Mas, se o objecto é apresentado como um produto da arte e enquanto tal, então deve ser definido belo, assim como a arte pressupõe sempre um fim na causa (e na causalidade dela), em primeiro lugar deve ser posto como fundamento um conceito daquilo que a coisa deve ser; e assim como a concordância do múltiplo numa coisa por uma sua determinação interna como fim é a perfeição da coisa, na avaliação da beleza da arte deverá ter-se em conta ao mesmo tempo a perfeição da coisa, sobre a qual, pelo contrário, de modo nenhum se questiona na avaliação de uma beleza natural (enquanto tal).
- É verdade que na avaliação dos objectos vivos da natureza, por exemplo do homem ou de um cavalo, se torna ordinariamente em consideração a finalidade objectiva, para julgar da sua beleza; mas, então, o juízo já não é estético puro, isto é, mero juízo de gosto.

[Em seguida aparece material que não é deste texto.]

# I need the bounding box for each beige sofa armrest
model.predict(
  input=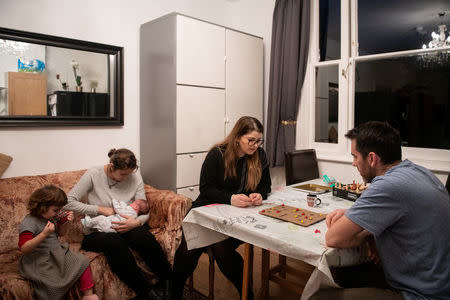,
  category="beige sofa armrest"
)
[144,185,192,230]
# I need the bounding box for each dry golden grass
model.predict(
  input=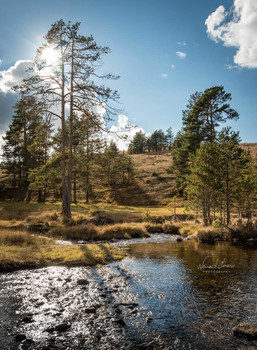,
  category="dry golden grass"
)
[0,231,125,272]
[50,223,149,241]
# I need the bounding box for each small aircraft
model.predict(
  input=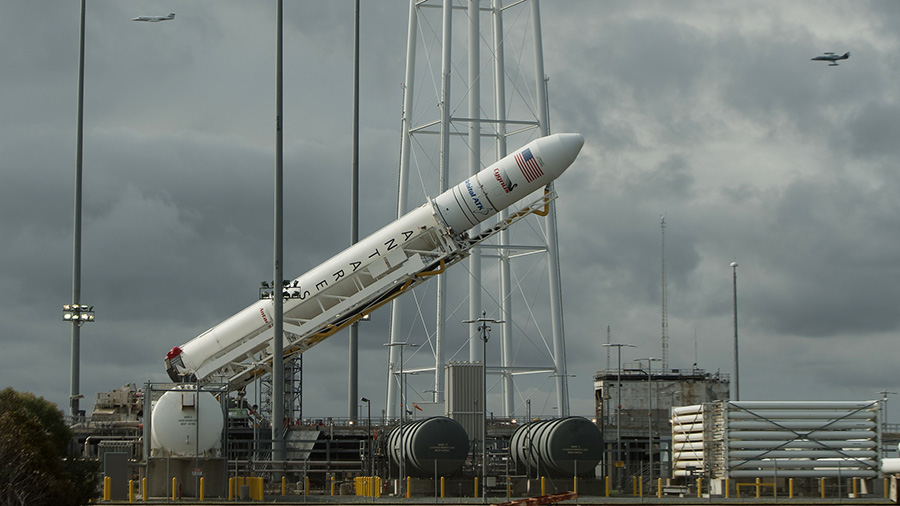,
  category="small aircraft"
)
[810,51,850,67]
[131,12,175,23]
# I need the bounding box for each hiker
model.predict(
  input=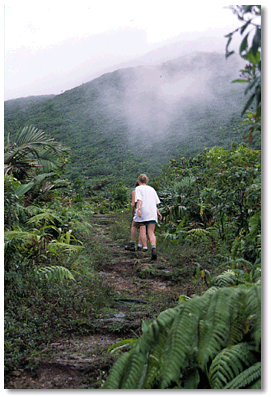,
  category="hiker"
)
[131,181,148,251]
[125,174,162,260]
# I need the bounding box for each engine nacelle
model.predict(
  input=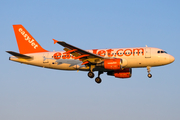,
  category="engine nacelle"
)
[96,59,122,70]
[107,68,132,78]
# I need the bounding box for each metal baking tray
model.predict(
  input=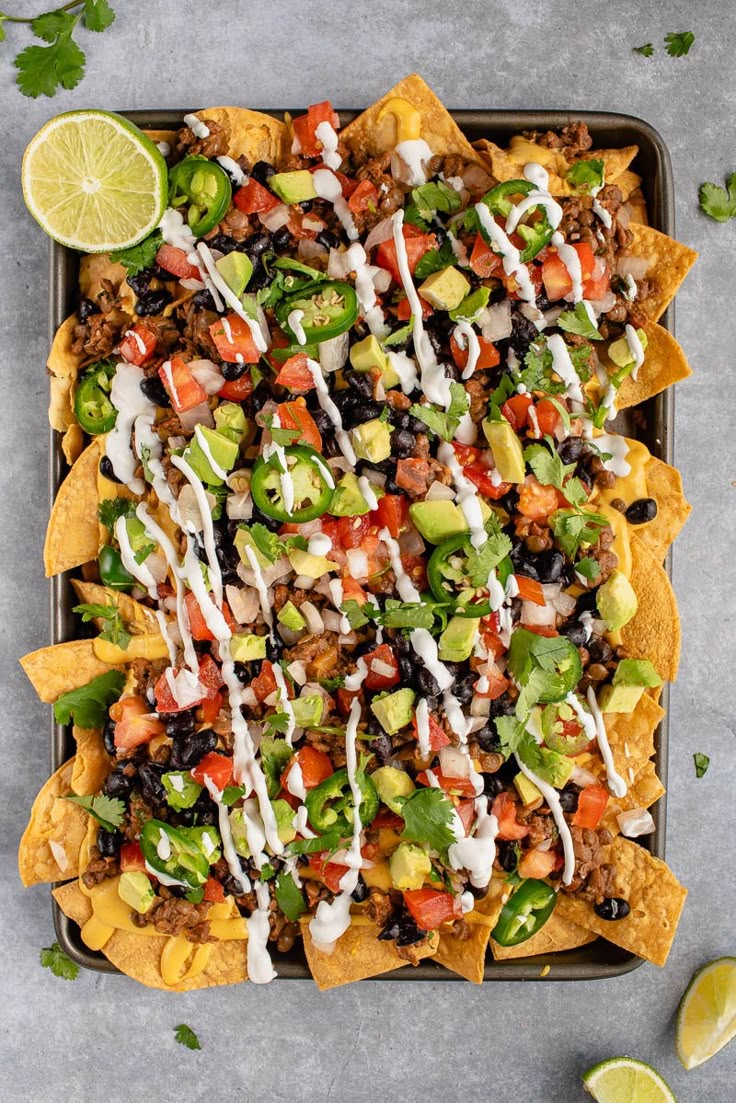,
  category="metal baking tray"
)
[49,108,674,981]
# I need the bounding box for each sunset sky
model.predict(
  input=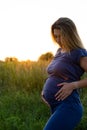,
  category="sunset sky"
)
[0,0,87,60]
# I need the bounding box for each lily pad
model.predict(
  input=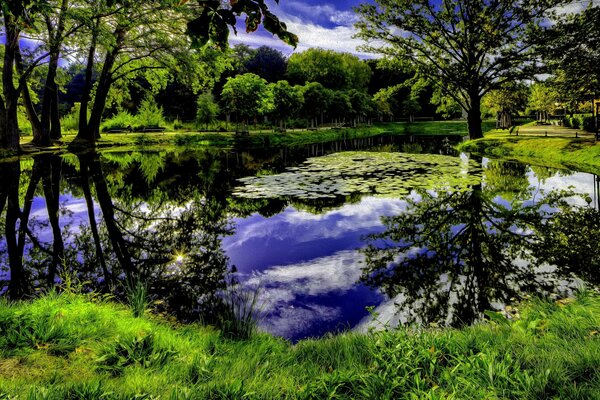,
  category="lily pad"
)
[233,152,482,199]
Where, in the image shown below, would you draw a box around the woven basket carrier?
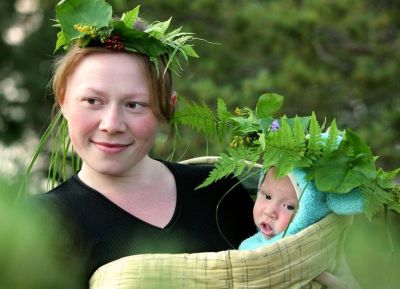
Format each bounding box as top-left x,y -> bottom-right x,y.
90,157 -> 352,289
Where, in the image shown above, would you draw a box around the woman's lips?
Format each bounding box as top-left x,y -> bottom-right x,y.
93,141 -> 131,154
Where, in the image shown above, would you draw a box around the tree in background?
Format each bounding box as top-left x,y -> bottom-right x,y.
0,0 -> 400,168
0,0 -> 400,288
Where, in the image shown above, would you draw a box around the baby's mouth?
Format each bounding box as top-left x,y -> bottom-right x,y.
260,222 -> 275,239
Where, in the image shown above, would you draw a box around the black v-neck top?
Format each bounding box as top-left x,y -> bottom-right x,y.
32,162 -> 256,281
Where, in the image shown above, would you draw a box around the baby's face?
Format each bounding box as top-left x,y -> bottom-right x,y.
253,168 -> 299,239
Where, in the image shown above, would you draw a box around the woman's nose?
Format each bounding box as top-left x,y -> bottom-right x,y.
99,106 -> 126,134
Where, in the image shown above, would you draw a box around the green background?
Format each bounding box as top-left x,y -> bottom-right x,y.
0,0 -> 400,289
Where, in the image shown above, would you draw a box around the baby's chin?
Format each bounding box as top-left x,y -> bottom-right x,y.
259,223 -> 276,240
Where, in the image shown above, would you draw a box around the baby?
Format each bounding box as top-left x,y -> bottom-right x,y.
239,167 -> 364,250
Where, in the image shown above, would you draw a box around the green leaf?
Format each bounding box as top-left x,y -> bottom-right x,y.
172,99 -> 217,136
323,119 -> 340,156
54,30 -> 68,52
121,5 -> 140,28
256,93 -> 284,118
145,17 -> 172,38
315,140 -> 375,193
56,0 -> 112,41
307,112 -> 322,158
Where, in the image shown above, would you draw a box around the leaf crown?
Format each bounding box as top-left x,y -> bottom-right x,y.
173,93 -> 400,218
55,0 -> 199,76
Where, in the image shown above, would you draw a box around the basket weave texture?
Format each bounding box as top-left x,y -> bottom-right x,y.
90,214 -> 352,289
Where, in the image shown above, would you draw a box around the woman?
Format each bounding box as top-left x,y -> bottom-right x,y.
32,0 -> 360,287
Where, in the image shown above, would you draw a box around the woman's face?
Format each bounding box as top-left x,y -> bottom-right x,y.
61,53 -> 160,176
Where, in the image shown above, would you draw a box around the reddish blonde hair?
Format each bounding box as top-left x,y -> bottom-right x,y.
52,46 -> 173,121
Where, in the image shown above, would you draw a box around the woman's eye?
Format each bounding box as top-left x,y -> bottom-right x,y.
126,101 -> 145,110
84,97 -> 99,104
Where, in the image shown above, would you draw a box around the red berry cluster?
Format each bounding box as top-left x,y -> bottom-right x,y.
104,34 -> 125,50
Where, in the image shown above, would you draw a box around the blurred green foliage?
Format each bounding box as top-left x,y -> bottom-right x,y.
0,0 -> 400,289
0,177 -> 79,289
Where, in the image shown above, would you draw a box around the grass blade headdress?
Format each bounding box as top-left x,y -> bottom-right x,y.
55,0 -> 198,75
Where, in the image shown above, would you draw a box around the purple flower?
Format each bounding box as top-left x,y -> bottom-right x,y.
271,119 -> 279,131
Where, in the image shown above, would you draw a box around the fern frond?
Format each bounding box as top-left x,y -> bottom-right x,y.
196,146 -> 260,189
217,98 -> 232,140
323,119 -> 340,156
196,153 -> 239,189
307,112 -> 322,158
172,101 -> 217,137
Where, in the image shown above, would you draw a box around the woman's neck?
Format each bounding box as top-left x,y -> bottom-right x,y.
78,156 -> 164,195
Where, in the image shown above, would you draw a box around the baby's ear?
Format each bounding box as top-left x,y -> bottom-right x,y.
326,189 -> 364,215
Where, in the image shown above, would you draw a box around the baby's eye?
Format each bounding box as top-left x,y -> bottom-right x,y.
284,204 -> 296,211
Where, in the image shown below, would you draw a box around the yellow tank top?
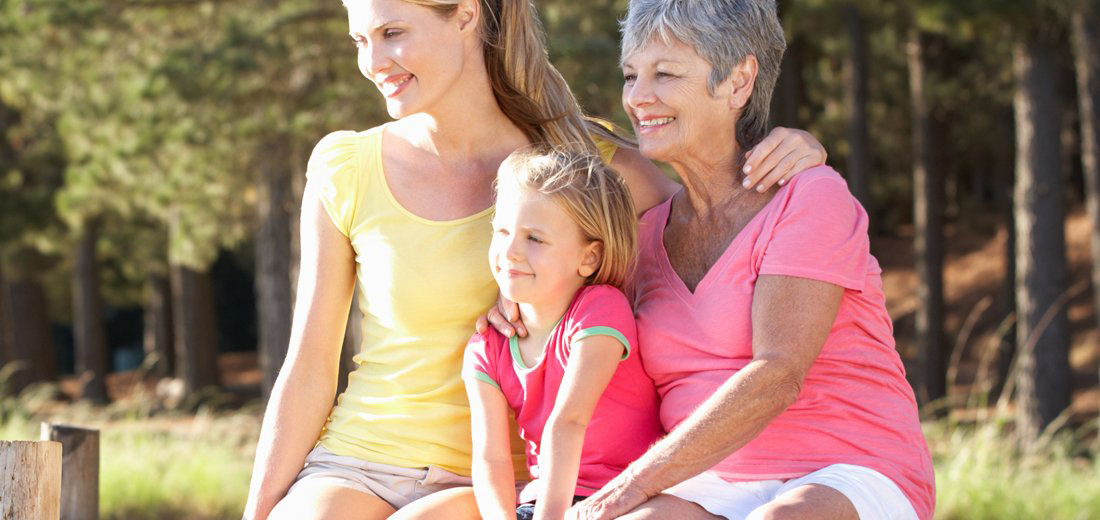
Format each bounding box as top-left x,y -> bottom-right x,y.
306,126 -> 616,476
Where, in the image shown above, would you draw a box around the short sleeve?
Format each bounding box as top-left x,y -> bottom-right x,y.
759,168 -> 870,290
462,333 -> 501,389
306,131 -> 364,236
567,285 -> 638,359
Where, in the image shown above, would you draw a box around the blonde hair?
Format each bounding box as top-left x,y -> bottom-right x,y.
496,146 -> 638,288
391,0 -> 634,153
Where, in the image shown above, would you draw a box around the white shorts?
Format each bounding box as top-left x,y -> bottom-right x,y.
664,464 -> 917,520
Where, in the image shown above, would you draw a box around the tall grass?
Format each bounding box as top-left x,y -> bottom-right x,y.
925,420 -> 1100,520
0,382 -> 260,520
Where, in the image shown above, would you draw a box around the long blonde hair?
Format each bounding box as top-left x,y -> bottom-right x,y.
404,0 -> 634,153
496,146 -> 638,288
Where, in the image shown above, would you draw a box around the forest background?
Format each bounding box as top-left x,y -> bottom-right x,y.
0,0 -> 1100,519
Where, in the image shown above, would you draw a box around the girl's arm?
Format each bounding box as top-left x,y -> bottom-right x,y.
466,379 -> 516,520
244,182 -> 355,520
611,126 -> 828,213
535,335 -> 624,520
570,275 -> 844,520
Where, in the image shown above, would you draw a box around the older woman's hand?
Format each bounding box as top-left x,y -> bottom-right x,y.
741,126 -> 828,192
565,475 -> 650,520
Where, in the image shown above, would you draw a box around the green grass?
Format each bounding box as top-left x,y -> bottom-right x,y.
0,382 -> 1100,520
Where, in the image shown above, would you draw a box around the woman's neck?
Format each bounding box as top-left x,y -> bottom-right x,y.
397,55 -> 529,162
519,287 -> 581,344
671,145 -> 746,219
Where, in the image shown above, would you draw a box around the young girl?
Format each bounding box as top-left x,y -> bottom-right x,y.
463,148 -> 661,520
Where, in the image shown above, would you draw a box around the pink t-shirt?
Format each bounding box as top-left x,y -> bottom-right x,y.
462,286 -> 662,504
630,166 -> 935,519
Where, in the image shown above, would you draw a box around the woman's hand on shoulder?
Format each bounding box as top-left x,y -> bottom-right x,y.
474,295 -> 527,338
741,126 -> 828,192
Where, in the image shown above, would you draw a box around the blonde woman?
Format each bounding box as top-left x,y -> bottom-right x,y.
245,0 -> 825,520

A natureza nunca é avaliada pelo facto de parecer arte, mas enquanto é efectivamente arte (embora sobre-humana); e o juízo teleológico serve ao esteta de fundamento e condição de que ele deve ter em conta. Com efeito, nesse caso, não se pensa, de facto, por exemplo, ao dizer: «Eis uma bela mulher», a não ser nisto:
a natureza representa de modo belo, na sua figura, os fins da compleição feminina;
na verdade, é preciso que se veja para além da mera forma, se vise um conceito, para assim se poder pensar o objecto mediante um juízo estético logicamente condicionado.
A arte bela mostra a sua excelência precisamente no facto de ela descrever de modo belo coisas que na natureza seriam feias ou desagradáveis.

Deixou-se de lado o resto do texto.